One thing now appears certain: Turkey is on the losing side of a proxy war.
A new Turkish-Arab economic space is taking shape that is relatively independent of Turkey’s traditional industrial hub (see figure four). Before the war, Istanbul was the export leader to Syria, with 616 million dollars in 2011. Now, it is Gaziantep with 426 million dollars in 2016. Hatay exports 214 million dollars. Part of this could be due to Syrian businessmen who resettle in these provinces and bring with them the know-how and familiarity of their home market. This allows for a more integrated economy across the border. There is currently no data to establish this causal link, but anecdotal evidence gathered throughout the region suggests that this might well be the case.
Figure 4: Exports of Turkey’s provinces to Syria, US dollars (million)
Source: Turkish Statistical Institute, TEPAV calculations
What This Means for Europe
Throughout the history of the Republic, Turkey has been the epitome of a nation state, strong in its self-perception as a homogeneous entity. This is gradually changing. For the first time since the fall of the Ottoman Empire, there is again a vibrant cultural, economic, and political Turkish-Arab space. But unlike at the time of the Ottoman Empire, it is not Turks traveling to Arab centers, but Arabs who are resettling into Turkey. All this means that the border between the Arab world and Turkey, and by extension, Europe, is becoming more blurry.
Europe could choose to be part of this new space.

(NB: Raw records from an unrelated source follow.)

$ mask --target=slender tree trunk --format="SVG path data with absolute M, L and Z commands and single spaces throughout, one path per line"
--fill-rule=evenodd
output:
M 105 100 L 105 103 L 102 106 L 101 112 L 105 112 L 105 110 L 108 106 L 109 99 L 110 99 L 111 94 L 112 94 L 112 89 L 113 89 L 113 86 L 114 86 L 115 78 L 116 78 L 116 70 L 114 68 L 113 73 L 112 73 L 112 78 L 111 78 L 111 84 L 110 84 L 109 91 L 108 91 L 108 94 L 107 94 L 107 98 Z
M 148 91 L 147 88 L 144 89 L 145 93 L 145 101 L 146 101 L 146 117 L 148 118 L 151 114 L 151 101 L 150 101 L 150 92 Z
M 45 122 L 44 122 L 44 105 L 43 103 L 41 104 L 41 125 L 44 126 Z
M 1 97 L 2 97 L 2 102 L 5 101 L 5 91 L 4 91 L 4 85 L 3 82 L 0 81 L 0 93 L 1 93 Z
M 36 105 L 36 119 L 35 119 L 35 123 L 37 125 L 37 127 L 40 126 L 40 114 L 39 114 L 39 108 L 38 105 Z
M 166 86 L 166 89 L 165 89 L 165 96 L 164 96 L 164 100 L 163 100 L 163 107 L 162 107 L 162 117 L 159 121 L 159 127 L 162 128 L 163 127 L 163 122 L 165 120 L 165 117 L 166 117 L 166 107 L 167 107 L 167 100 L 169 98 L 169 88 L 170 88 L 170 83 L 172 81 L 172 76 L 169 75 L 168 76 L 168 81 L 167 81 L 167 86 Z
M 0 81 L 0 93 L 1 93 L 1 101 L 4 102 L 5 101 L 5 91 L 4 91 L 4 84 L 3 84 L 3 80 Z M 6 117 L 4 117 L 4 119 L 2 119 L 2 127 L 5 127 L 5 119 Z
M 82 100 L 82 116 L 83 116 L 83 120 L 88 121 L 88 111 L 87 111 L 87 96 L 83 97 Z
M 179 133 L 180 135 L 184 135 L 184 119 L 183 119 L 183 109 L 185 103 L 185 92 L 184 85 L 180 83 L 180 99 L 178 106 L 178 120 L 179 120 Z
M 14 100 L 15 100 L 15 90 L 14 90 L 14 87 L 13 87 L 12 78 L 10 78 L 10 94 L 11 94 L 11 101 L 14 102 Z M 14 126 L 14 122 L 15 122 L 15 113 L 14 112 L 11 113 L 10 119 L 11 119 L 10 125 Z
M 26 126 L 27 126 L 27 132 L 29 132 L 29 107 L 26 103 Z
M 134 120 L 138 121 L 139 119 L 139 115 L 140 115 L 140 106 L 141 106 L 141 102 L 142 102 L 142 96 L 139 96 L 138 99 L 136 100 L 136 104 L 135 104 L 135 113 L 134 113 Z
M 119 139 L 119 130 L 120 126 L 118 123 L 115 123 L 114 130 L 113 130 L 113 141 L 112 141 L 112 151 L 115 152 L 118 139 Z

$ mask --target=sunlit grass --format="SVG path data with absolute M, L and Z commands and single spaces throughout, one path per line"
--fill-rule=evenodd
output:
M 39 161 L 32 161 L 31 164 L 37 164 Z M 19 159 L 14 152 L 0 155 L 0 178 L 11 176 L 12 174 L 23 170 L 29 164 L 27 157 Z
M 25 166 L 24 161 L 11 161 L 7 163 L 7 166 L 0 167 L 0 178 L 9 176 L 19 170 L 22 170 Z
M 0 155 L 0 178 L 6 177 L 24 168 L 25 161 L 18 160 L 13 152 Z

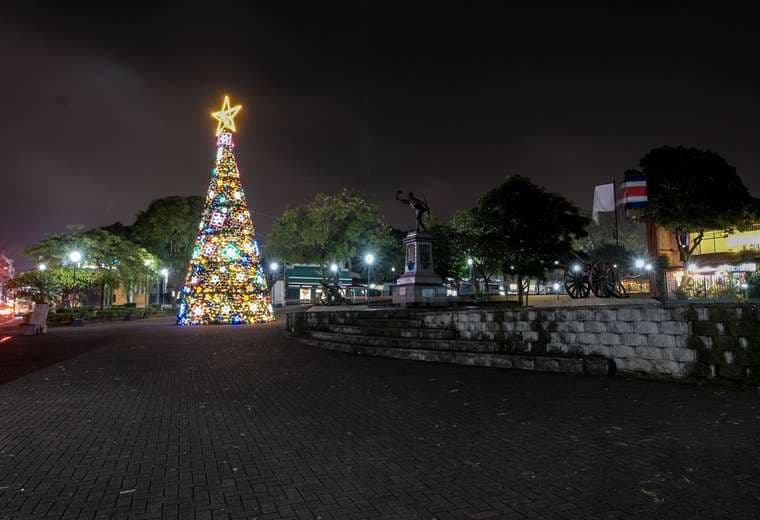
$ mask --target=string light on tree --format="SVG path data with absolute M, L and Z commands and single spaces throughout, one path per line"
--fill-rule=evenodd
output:
M 274 319 L 259 248 L 233 153 L 241 105 L 224 97 L 217 120 L 216 165 L 206 194 L 177 323 L 261 323 Z

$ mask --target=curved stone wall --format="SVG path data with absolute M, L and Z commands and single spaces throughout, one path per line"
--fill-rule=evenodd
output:
M 288 330 L 320 347 L 404 359 L 760 380 L 760 309 L 752 304 L 319 309 L 289 314 Z

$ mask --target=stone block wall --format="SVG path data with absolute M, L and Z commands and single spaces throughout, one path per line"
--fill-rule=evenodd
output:
M 696 361 L 685 315 L 685 308 L 626 305 L 453 311 L 424 320 L 453 326 L 463 339 L 503 342 L 508 352 L 603 357 L 620 372 L 683 377 Z
M 760 384 L 760 306 L 692 306 L 686 319 L 694 375 Z
M 350 330 L 367 344 L 383 327 L 383 336 L 398 330 L 396 347 L 606 359 L 621 373 L 760 382 L 760 307 L 752 304 L 304 312 L 289 315 L 288 327 L 297 335 Z M 447 339 L 404 339 L 412 336 Z

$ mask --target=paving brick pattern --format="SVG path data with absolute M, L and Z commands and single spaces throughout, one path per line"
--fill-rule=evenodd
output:
M 14 341 L 85 337 L 104 346 L 0 385 L 0 519 L 760 511 L 755 391 L 352 356 L 281 322 Z

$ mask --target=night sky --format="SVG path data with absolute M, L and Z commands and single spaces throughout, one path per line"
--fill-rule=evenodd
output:
M 17 264 L 67 224 L 205 194 L 225 93 L 244 107 L 260 237 L 286 205 L 343 186 L 400 227 L 413 219 L 396 189 L 448 216 L 511 173 L 588 208 L 594 184 L 663 144 L 720 153 L 760 195 L 757 13 L 62 4 L 0 7 L 0 250 Z

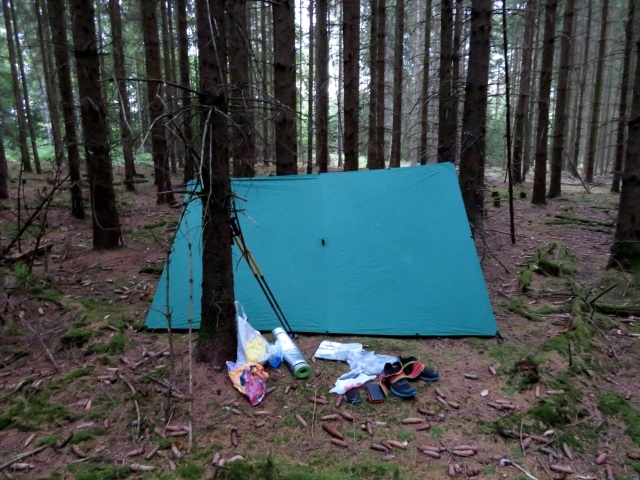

There are 720,000 Syrian refugees across Europe, mostly in Germany. Decades from now, these people are going to be part of a wider network of the Syrian diaspora. Already, there are families scattered across Turkish and European cities, keeping in touch through Skype conversations and even getting together for small reunions. Over time, these connections could translate into the fields of business and governance. European countries are often more concerned about integrating new arrivals than in maintaining their connections to their home countries. But there could be benefits to being a hub for the Syrian diaspora in the decades to come.
At the same time, mainstream political parties in Europe face the threat of a far-right resurgence fuelled by anti-refugee sentiments. This is why, in order to control the flow of migrants through its borders, European states need to do more to make Turkey a better destination country for migrants. The Turkish experience shows us that there are many mechanisms in place to help less developed countries such as Lebanon or Jordan to cope with refugees, but relatively little to a help middle-income country such as Turkey. European programs would do well to focus on working with Turkish institutions to strengthen their integration capabilities. This includes issues such as access to finance, labor market integration, social programs, and pathways to citizenship. The more refined the Turkish state’s mechanisms are in accommodating Syrian refugees, the better for Europe.